Fue en uno de mis viajes a Miami, iba recorriendo el majestuoso Mall


Sawgrass Mills en Fort Laudarle transitando algunas vidrieras,
observando por doquier lo maravilloso del entorno arquitectónico y de
pronto tropecé con ellas, unas hermosas gemelas que irrumpieron mi
vida con el más sutil desparpajo. Eran preciosas, su tez era blanca como
la espuma del mar y su andar podía imaginarse en la cadencia que solo
las modelos profesionales adoptan en su marcha. Cuando las invite que
me acompañasen y recorriéramos juntos la vida, no dudaron que
haríamos buenas migas, les comente que mis gustos preferidos eran los
deportes al aire libre, donde podía demostrar mis mejores habilidades
de recreo.

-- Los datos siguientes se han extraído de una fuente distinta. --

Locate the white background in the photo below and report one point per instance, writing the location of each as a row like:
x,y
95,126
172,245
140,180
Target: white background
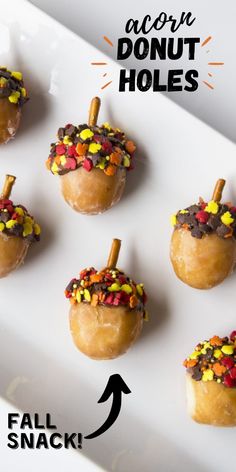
x,y
92,19
179,157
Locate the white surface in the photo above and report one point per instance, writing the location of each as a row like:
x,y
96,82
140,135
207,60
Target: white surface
x,y
179,157
92,19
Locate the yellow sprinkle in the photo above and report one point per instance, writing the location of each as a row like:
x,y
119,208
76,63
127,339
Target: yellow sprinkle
x,y
14,97
208,375
19,211
67,140
78,296
107,126
94,148
87,295
126,288
195,355
212,207
227,218
101,164
126,161
37,229
63,159
23,91
10,224
114,287
17,75
29,220
227,349
173,220
86,133
139,289
54,168
28,228
217,353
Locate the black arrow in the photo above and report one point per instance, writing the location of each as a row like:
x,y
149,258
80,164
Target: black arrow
x,y
115,386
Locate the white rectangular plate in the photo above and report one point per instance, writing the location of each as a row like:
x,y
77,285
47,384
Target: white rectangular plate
x,y
178,158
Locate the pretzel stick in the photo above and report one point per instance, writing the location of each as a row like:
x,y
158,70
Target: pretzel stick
x,y
217,194
94,110
7,188
114,254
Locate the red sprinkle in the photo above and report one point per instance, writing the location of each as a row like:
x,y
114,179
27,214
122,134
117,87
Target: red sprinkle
x,y
70,163
202,216
10,208
109,299
229,382
60,149
232,373
71,151
107,147
233,336
87,164
228,362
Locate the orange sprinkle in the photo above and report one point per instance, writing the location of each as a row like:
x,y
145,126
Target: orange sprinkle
x,y
110,170
130,147
229,234
94,300
133,301
48,164
216,341
190,363
94,278
219,369
115,158
81,149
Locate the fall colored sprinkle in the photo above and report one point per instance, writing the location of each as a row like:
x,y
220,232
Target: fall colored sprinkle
x,y
208,85
109,287
206,218
108,40
12,87
16,221
87,146
206,41
214,359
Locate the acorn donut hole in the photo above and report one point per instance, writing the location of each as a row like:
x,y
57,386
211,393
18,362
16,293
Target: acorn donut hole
x,y
107,310
17,231
203,243
92,162
211,381
13,96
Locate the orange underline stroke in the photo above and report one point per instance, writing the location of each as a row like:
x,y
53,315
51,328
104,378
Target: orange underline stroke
x,y
106,85
206,41
99,63
215,63
108,40
208,85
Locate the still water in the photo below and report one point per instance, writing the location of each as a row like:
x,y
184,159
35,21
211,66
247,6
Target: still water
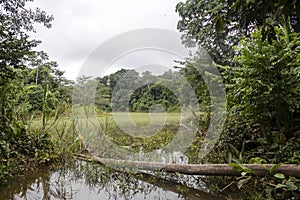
x,y
84,180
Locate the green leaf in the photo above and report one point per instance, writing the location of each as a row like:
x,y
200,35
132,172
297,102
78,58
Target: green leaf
x,y
243,181
291,186
280,186
272,169
279,175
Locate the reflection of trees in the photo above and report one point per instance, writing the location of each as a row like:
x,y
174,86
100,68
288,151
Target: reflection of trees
x,y
63,182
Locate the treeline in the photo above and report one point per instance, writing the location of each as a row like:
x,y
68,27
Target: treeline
x,y
31,87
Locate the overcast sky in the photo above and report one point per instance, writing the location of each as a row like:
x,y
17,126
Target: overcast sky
x,y
80,26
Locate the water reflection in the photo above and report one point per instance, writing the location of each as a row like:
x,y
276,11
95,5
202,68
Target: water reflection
x,y
83,180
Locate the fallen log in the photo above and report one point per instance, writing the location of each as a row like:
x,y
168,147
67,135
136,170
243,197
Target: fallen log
x,y
197,169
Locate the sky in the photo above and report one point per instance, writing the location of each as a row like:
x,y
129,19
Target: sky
x,y
80,26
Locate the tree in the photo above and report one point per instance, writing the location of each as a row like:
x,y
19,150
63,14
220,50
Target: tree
x,y
218,25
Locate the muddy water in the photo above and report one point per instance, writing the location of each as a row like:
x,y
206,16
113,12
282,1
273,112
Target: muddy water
x,y
82,180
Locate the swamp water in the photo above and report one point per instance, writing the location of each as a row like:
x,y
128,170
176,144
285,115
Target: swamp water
x,y
85,180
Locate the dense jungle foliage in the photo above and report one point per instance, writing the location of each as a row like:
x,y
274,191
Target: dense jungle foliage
x,y
254,44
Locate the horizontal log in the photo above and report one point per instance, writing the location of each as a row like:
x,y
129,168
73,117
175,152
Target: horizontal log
x,y
199,169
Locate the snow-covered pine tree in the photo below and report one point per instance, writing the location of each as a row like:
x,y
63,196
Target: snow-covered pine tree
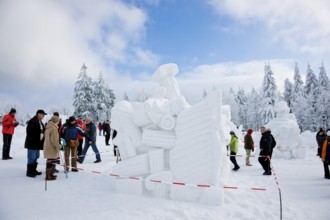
x,y
323,100
241,101
269,95
287,94
311,96
83,97
253,105
298,99
104,99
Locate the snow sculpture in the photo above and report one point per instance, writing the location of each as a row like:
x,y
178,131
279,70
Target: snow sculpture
x,y
166,139
285,129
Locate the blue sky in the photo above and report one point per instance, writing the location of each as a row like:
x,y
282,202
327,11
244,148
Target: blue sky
x,y
216,43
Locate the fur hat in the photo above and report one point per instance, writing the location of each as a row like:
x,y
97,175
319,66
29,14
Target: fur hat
x,y
55,119
72,118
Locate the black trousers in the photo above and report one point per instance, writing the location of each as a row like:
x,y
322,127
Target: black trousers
x,y
6,145
233,159
264,161
326,169
107,138
79,148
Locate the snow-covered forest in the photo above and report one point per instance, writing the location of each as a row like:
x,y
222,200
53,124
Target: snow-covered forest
x,y
309,100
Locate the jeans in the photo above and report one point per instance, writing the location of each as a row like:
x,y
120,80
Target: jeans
x,y
6,145
33,156
96,151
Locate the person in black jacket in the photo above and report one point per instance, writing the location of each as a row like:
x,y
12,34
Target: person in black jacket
x,y
106,131
265,150
34,142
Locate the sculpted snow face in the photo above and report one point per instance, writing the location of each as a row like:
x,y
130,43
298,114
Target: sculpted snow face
x,y
166,139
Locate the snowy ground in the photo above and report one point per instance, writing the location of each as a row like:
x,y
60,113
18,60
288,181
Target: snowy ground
x,y
86,195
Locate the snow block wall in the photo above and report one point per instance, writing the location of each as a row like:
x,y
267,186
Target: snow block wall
x,y
166,139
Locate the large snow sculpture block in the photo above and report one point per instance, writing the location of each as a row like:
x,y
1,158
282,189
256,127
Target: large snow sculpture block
x,y
158,138
135,166
197,154
156,160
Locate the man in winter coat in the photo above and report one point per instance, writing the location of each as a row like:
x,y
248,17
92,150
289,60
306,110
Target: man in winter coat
x,y
106,131
248,146
320,138
8,126
265,150
233,146
82,125
325,155
70,134
52,147
90,140
34,142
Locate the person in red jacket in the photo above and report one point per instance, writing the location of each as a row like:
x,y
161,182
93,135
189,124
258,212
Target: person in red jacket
x,y
8,126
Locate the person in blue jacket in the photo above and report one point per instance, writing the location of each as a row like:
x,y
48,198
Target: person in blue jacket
x,y
90,140
70,134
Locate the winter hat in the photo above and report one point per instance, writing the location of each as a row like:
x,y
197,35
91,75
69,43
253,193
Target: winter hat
x,y
40,111
72,118
55,119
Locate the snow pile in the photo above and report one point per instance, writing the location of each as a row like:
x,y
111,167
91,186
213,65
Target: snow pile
x,y
286,131
167,139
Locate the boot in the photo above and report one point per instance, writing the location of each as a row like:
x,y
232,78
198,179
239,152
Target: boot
x,y
30,171
35,169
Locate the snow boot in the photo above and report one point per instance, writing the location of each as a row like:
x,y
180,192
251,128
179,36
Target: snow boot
x,y
35,169
30,171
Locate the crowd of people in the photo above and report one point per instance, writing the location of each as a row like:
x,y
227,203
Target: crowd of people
x,y
53,137
69,137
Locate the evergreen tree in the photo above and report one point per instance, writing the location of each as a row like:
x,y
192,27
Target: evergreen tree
x,y
323,100
253,105
311,98
287,94
241,101
83,99
104,99
269,95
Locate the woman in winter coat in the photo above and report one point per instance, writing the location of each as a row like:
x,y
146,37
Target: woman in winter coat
x,y
52,147
233,146
325,155
248,146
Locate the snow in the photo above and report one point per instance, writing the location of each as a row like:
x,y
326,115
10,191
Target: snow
x,y
88,195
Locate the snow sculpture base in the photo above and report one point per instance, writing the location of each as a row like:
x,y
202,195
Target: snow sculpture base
x,y
165,140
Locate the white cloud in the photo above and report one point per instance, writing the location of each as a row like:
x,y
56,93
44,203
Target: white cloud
x,y
303,25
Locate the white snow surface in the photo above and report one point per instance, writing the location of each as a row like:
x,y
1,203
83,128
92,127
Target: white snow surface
x,y
87,195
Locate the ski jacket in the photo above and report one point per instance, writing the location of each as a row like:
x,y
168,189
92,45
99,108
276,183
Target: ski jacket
x,y
248,142
91,132
35,134
265,143
71,131
233,144
7,124
51,144
82,125
326,150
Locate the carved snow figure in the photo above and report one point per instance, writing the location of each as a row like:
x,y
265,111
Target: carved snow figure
x,y
285,129
166,139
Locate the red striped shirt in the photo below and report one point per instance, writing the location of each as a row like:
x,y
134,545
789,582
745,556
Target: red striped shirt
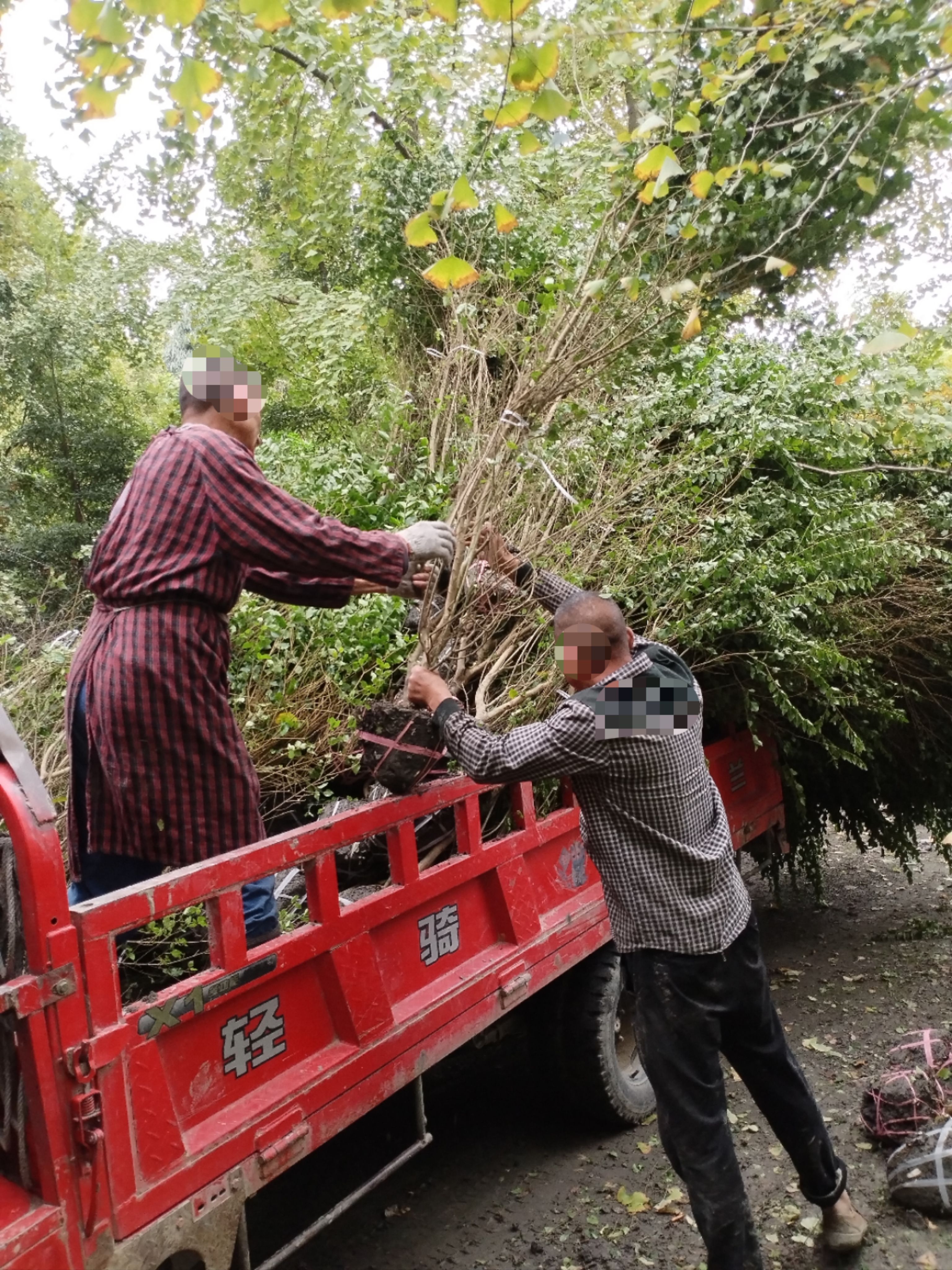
x,y
170,779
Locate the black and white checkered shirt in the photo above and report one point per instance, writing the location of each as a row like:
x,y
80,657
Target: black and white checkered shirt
x,y
653,820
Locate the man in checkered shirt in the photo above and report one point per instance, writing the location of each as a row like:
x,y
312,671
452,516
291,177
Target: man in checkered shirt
x,y
654,825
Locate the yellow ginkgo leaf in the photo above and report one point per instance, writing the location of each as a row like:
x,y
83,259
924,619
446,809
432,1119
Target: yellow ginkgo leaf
x,y
775,265
650,164
511,115
195,82
503,11
338,11
506,222
551,105
464,196
96,101
451,272
268,15
418,230
532,67
692,327
445,9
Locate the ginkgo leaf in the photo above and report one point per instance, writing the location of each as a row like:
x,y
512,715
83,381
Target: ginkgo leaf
x,y
195,82
445,9
464,196
677,289
270,15
97,102
550,105
649,124
775,265
418,230
83,17
104,61
503,11
692,327
338,11
635,1202
179,13
451,272
534,67
506,222
671,168
512,115
887,342
650,164
110,26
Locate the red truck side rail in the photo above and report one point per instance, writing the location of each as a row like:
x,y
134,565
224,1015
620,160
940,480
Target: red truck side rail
x,y
150,1127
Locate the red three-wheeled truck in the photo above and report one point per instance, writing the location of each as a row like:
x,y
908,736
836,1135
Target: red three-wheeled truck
x,y
134,1135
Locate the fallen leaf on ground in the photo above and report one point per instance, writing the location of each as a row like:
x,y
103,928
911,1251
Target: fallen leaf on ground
x,y
676,1196
635,1202
819,1048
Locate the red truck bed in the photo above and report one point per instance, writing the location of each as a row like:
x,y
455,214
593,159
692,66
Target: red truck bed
x,y
150,1127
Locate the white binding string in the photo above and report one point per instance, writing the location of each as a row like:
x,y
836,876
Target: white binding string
x,y
555,481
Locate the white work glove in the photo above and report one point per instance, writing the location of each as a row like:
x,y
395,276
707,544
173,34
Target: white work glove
x,y
428,540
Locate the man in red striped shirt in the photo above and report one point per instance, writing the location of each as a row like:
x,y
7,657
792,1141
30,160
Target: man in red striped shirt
x,y
161,774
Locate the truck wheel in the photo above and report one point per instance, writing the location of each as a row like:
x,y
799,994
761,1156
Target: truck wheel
x,y
600,1061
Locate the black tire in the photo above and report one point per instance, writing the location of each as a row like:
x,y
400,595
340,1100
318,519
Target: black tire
x,y
600,1067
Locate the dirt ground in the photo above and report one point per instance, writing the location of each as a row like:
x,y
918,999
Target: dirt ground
x,y
513,1182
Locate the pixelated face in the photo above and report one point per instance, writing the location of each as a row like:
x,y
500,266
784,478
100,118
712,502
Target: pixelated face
x,y
582,653
213,375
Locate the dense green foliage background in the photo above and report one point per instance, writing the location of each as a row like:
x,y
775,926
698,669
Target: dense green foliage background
x,y
815,607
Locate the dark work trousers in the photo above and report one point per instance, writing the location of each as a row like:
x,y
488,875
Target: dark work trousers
x,y
689,1012
104,873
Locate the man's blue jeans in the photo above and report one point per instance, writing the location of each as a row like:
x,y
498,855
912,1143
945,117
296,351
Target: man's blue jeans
x,y
103,873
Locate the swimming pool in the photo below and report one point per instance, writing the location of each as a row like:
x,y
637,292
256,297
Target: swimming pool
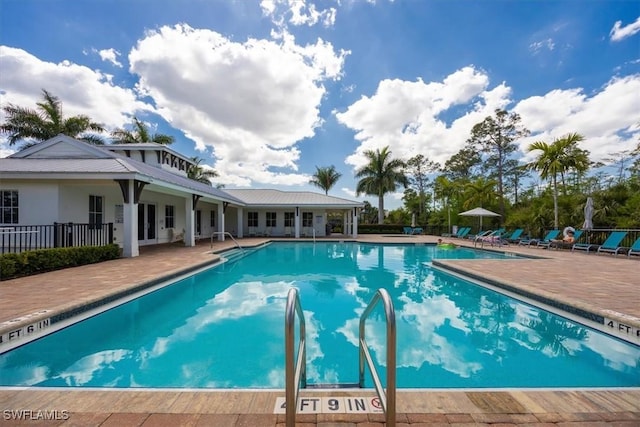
x,y
224,328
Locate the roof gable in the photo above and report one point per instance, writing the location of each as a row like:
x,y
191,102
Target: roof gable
x,y
62,147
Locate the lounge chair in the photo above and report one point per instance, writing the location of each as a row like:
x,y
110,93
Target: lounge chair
x,y
565,245
635,248
611,245
553,234
462,233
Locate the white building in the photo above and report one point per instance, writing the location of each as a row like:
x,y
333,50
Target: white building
x,y
144,192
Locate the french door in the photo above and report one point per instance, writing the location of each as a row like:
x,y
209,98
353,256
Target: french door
x,y
147,223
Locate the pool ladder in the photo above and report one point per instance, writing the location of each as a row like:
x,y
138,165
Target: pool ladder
x,y
295,372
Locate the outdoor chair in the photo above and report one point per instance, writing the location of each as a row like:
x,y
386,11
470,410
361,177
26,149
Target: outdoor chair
x,y
565,245
553,234
461,234
635,248
610,245
514,236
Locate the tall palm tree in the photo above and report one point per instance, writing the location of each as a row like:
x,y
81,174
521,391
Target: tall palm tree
x,y
200,174
556,159
45,122
380,176
325,178
140,134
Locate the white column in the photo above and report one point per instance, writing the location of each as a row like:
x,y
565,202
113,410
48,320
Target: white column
x,y
240,222
221,226
355,222
189,219
130,246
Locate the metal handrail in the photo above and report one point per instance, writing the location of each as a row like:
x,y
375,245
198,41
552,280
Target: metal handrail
x,y
294,373
227,234
388,400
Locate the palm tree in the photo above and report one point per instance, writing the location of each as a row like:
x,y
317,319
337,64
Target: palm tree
x,y
325,178
380,176
200,174
140,134
45,122
556,159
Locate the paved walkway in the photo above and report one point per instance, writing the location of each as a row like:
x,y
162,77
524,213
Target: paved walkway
x,y
600,284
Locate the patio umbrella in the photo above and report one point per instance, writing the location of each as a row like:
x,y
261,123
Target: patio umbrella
x,y
588,214
479,212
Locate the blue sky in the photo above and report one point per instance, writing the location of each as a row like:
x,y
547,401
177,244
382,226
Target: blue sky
x,y
265,91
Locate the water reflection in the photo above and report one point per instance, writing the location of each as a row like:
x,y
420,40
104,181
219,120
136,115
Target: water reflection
x,y
225,328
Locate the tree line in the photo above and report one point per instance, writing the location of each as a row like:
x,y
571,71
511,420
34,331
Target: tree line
x,y
30,126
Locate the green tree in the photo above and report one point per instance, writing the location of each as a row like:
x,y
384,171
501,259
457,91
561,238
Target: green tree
x,y
380,176
325,178
45,122
140,134
417,170
200,174
556,159
495,136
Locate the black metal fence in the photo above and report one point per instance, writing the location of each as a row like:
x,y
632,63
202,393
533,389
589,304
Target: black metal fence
x,y
19,238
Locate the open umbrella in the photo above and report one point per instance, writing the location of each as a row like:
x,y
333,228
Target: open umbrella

Ellas me miraban atónitas y escuchaban mis andanzas
mundanas sin emitir palabra alguna; algunos transeúntes que pasaban
cerca nuestro miraban como hipnotizados mi dialogo con esas bellezas.
Luego de expresarles mi simpatía, decidimos proseguir los caminos
juntos, yo las abrazaba con insólita pasión y cada tanto, embelecado las
miraba tiernamente. Decidí sentarme junto a ellas en la mesa de un
café, pues me encontraba algo fatigado por la caminata, deseoso de
llegar al hotel donde me alojaba, para disfrutar junto a ellas los
momentos más emocionantes de esta historia. Ya descansado, me
levante de la mesa y les ofrecí mis manos para seguir el recorrido que
nos separaba de mi automóvil, estacionado a casi 300 metros, en la
playa del Mall. Fuera hacia un calor sofocante y una humedad que
mojaba mi cuerpo entero, mientras que ellas se mantenían frescas y
radiantes, parecía que no las afectaba el clima estival. Eran
aproximadamente las 12 am, llegamos corriendo a mi Ford Taurus, que
inmóvil a pleno sol parecía más a un horno parrillero que a un vehículo
de pasajeros. Me apure a abrir las puertas para que pudiese ingresar
algo de aire en su interior y encender a full el aire acondicionado. A ellas
las acomode prestamente en el asiento trasero, encendí el motor del
Ford, puse marcha atrás y me deslice por la playa de estacionamiento
rumbo a carretera I95 que me conduciría a Hialeah, donde me
hospedaba en un confortable departamento. Cada tanto, miraba a las
gemelas por el espejo y les sonreía emocionado, ya llegaríamos a
destino y podría disfrutar con ellas los momentos más sublimes. El
camino de vuelta se me hizo como interminable, seguro era la emoción
de encontrarme a solas con las gemelas y disfrutar horas de gloria.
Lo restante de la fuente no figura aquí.